Home insurance hikes to hit

HOUSEHOLDERS in Cork county are facing some of the biggest hikes in home insurance premiums in the country this year.

Consumers have been urged to shop around for better deals, and to check the small print in their policies for changes to excesses as insurance companies try to limit their exposure.

The advice follows the publication yesterday of a survey which shows that home insurance premiums across the country are set to rise by an average of about 20% this year after a year of record payouts.

The big freeze last winter, following similar conditions in January 2010 and severe flooding in November 2009, have resulted in insurance payouts of some €765 million — more than twice the total cost of all-weather events combined in the previous 10 years.

It resulted in a 34% average increase in premiums last year, and a predicted 20% hike this year.

The Sunday Times/Chill Insurance survey shows that householders in Dublin are facing a 38% increase this year, while Limerick householders will be paying up to 26% more.

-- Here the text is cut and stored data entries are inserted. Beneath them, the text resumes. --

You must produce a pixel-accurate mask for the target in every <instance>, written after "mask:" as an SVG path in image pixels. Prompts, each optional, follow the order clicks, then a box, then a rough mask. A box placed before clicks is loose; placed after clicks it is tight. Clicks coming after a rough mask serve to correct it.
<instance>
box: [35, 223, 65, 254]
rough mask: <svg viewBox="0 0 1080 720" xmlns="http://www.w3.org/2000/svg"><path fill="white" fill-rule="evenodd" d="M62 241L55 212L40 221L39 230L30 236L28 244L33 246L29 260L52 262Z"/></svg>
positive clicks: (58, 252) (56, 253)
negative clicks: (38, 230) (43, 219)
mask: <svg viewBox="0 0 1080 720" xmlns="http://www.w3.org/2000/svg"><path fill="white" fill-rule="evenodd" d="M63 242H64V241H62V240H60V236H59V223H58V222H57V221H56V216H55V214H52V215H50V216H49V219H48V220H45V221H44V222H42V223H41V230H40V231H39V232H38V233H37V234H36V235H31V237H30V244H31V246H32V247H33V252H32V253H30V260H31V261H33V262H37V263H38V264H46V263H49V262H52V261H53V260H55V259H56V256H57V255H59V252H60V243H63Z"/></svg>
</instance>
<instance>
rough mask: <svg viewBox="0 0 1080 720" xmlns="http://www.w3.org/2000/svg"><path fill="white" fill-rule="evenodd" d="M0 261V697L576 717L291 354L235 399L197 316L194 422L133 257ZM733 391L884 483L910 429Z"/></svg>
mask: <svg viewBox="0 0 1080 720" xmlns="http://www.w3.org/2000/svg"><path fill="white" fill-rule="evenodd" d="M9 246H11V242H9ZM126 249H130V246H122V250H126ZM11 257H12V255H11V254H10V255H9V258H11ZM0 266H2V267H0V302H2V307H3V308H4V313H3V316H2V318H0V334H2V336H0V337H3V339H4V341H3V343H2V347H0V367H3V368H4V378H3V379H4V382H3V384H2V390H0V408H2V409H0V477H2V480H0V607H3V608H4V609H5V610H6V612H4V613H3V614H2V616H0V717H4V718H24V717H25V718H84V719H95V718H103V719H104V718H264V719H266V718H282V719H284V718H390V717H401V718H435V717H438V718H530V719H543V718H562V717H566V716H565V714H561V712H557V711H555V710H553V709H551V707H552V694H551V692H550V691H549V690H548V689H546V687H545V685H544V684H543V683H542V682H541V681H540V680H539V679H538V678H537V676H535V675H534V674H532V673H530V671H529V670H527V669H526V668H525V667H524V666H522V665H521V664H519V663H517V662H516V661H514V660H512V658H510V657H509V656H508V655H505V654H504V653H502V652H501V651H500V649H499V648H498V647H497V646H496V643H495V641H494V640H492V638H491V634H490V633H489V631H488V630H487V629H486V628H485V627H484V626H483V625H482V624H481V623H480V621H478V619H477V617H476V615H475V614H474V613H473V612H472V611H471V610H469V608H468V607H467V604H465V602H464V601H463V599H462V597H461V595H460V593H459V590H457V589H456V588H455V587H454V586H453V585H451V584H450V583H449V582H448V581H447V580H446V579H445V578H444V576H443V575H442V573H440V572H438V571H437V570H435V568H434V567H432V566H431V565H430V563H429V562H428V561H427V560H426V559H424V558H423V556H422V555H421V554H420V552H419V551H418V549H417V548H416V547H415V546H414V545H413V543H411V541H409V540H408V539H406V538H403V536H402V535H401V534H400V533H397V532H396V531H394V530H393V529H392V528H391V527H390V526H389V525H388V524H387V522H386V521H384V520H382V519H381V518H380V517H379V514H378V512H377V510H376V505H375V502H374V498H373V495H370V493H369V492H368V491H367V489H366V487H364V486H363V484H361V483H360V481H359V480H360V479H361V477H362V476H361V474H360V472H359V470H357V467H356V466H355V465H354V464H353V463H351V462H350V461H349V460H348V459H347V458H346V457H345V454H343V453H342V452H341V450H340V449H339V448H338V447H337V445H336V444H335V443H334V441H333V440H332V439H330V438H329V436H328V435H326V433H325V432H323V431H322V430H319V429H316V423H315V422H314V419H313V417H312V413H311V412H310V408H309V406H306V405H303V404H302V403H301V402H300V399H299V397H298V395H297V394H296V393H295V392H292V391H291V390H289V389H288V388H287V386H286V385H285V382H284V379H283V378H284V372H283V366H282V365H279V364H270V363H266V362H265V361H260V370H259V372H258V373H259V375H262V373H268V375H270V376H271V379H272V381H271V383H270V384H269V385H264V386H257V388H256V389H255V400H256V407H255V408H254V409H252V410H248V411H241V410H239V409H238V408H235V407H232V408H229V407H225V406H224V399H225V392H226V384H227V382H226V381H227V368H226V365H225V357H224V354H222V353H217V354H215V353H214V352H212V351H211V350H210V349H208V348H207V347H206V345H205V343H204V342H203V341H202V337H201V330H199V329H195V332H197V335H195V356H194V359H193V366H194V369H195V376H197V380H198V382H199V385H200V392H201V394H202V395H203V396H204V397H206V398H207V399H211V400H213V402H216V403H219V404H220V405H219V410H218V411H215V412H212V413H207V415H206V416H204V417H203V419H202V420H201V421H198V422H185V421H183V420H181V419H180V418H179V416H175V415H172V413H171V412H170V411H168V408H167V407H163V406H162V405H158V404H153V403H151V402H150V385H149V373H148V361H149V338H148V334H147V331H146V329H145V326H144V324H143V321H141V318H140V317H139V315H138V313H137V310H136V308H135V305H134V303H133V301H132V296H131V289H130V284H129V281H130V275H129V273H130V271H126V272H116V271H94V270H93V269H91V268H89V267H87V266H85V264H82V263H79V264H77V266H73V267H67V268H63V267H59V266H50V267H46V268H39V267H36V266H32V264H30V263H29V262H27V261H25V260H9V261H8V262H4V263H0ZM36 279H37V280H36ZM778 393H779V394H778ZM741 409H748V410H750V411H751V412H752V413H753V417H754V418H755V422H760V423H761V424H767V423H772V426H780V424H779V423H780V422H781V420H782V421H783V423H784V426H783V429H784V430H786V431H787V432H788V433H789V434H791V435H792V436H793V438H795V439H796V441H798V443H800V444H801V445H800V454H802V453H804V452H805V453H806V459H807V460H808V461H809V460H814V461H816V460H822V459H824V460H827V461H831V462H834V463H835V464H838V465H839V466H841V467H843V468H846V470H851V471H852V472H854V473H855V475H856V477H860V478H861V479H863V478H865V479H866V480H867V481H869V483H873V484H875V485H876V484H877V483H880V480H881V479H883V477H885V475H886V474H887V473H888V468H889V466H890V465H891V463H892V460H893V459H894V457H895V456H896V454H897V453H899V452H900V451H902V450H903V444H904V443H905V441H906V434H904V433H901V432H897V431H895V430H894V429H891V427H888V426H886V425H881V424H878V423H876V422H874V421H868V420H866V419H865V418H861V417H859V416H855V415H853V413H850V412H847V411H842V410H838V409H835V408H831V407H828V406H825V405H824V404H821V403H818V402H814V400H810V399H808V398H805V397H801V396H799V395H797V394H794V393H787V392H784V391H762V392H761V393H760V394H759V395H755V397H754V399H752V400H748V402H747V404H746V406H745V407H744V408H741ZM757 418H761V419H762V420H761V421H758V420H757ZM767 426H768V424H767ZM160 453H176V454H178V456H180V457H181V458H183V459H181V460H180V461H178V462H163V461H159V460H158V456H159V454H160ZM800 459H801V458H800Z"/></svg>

But householders in Cork county fared the worst and are facing a 41% increase, with the city’s householders facing a 28% hike.

The surge in Cork premiums has been blamed on flooding and subsidence issues relating to the severe weather last winter.

The recession has also had an effect because people who a few years ago would have had the money to cover any damage are now turning to insurance firms for help.

Spokeswoman for Chill Insurance, Jo Fernandez, said the survey shows that there are considerable differences between insurers for the same properties so consumers should shop around to get the best deal.

“Premiums are increasing year-on-year and the likelihood is that they will increase again next year so consumers should consider all options,” she said.

Chill is an Irish company that provides immediate quotes from up to 14 different insurers. For this survey, it compared quotes from a range of insurance providers for a specific type of property. Its survey is the only publicly available cross-industry table.